ABr – E qual é o retrato de Porto Príncipe após a tragédia?

Inaldo – A cidade vive uma dor muito grande. Falta água, comida. A ajuda chega, mas não é suficiente para eles, porque há muitos desabrigados. Os supermercados foram destruídos, então fica muito difícil começar uma nova vida.

ABr – Como você conseguiu avisar à sua família que você estava bem?

Inaldo – Não conseguia falar com eles. Depois de três dias, eu fui para a República Dominicana, terra natal da minha esposa, para dar um sinal de vida para eles. Até então, eles estavam sem saber de mim e já pensando no pior.

ABr – Por que você decidiu ir para o Haiti?

Inaldo – Eu fui pra lá para substituir um brasileiro em uma companhia francesa que, depois, foi vendida para três sócios haitianos. As pessoas gostaram do meu trabalho e eu fui me adaptando aos poucos. Também comecei a treinar um pouco de orientação, explicar como trabalhar a madeira bruta, como fazer as janelas e portas.

ABr – Como os haitianos recebem os brasileiros que chegam por lá? Foi fácil se adaptar à vida em Porto Príncipe?

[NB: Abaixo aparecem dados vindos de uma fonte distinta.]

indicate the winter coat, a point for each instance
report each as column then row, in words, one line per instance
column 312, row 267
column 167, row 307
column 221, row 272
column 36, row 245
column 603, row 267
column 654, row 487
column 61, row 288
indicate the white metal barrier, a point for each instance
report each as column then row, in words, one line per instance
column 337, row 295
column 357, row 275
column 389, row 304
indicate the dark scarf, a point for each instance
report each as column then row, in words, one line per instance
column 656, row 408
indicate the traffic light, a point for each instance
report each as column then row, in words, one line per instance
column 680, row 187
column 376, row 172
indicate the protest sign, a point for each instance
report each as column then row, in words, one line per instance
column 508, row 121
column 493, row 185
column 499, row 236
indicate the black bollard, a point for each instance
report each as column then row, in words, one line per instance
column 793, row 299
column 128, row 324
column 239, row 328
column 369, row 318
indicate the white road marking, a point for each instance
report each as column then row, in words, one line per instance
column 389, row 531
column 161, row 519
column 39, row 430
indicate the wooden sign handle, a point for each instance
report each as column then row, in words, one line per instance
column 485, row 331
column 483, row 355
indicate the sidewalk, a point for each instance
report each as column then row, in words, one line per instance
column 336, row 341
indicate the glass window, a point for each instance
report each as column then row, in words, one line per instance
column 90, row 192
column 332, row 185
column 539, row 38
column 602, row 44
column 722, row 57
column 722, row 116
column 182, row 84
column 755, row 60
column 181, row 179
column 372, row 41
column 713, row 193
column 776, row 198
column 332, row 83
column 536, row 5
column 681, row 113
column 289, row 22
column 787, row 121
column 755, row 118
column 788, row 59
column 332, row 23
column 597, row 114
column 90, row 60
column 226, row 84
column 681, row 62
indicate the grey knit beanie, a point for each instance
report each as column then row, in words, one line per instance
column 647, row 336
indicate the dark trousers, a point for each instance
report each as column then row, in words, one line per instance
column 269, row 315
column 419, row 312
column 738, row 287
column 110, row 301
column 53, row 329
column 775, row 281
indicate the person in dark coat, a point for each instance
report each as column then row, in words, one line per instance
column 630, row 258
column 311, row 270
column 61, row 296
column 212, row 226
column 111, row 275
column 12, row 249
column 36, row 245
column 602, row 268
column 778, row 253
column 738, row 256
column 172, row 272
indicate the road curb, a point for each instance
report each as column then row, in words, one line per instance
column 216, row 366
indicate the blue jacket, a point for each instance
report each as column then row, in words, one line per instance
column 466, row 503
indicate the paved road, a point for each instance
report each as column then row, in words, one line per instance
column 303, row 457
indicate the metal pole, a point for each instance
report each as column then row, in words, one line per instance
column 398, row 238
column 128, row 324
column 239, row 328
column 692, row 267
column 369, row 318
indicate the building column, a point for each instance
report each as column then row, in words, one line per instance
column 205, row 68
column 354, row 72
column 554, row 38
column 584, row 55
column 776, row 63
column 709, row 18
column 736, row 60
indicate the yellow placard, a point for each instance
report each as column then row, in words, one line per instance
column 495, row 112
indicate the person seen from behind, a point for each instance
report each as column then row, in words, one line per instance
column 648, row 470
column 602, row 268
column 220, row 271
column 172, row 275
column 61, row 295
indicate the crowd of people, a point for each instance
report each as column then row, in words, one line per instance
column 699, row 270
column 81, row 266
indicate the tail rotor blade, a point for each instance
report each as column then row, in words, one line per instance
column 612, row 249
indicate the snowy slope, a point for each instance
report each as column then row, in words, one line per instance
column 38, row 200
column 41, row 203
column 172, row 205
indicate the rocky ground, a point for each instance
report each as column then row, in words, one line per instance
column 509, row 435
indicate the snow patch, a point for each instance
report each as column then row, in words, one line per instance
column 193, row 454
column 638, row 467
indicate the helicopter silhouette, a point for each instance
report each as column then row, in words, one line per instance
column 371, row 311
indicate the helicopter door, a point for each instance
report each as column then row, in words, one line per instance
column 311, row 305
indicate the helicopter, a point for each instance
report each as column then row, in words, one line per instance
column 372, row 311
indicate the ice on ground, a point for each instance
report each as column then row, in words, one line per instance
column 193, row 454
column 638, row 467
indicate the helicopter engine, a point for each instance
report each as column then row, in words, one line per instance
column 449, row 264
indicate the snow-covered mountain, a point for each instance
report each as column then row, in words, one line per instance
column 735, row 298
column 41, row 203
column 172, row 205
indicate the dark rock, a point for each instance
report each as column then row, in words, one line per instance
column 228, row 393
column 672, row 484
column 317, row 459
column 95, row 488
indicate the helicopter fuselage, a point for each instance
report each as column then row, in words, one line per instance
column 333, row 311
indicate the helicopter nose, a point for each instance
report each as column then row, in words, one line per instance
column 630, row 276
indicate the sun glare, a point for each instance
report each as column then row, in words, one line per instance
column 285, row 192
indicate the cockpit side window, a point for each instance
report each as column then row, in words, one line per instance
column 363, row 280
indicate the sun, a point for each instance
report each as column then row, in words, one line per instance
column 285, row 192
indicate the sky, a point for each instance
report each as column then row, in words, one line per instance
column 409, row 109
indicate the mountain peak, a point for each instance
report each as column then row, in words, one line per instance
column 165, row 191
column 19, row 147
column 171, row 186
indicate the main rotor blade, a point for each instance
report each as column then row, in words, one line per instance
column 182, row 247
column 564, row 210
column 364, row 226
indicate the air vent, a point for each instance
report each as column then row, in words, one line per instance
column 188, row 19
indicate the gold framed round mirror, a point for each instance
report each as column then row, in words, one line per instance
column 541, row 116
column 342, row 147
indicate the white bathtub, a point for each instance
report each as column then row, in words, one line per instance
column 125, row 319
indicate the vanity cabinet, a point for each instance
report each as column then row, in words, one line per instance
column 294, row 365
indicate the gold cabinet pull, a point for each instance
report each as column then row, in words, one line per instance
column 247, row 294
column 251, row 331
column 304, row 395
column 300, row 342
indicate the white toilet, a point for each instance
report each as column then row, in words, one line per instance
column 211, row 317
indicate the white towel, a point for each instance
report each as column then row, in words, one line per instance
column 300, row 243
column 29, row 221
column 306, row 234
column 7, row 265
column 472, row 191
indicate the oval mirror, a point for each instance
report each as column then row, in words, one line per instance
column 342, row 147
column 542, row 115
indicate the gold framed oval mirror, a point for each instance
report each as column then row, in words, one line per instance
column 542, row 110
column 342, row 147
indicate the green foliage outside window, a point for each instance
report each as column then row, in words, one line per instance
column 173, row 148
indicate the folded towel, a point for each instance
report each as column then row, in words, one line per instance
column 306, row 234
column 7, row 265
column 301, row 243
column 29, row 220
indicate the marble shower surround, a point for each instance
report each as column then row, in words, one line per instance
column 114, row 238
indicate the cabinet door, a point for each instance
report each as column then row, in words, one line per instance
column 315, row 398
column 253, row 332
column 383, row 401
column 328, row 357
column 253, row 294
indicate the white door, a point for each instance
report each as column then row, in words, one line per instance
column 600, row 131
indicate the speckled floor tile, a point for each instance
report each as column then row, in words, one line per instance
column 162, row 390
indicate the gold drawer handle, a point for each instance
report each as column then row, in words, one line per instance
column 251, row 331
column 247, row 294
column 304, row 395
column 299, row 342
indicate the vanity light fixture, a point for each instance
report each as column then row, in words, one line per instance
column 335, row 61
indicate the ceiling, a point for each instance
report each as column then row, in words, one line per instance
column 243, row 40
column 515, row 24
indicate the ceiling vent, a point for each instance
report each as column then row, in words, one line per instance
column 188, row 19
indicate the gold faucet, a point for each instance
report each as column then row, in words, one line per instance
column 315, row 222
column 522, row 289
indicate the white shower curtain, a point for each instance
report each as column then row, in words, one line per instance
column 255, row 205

Inaldo - Os haitianos são muito carentes e gostam muito dos brasileiros. Sempre tratam a gente com muito respeito, muito carinho e isso me dava muita alegria. Eles querem sempre aprender com a gente.

ABr – Você ainda pensa em voltar para o Haiti?

Inaldo - Antecipei minhas férias que seriam em junho e vim para o Brasil ver a família. No fim do mês, vou para a República Dominicana passar mais alguns dias e, só depois, vou para o Haiti para ver com a empresa o que eu vou fazer. Por enquanto é isso, não sei. Agora, só Deus é quem sabe do meu destino.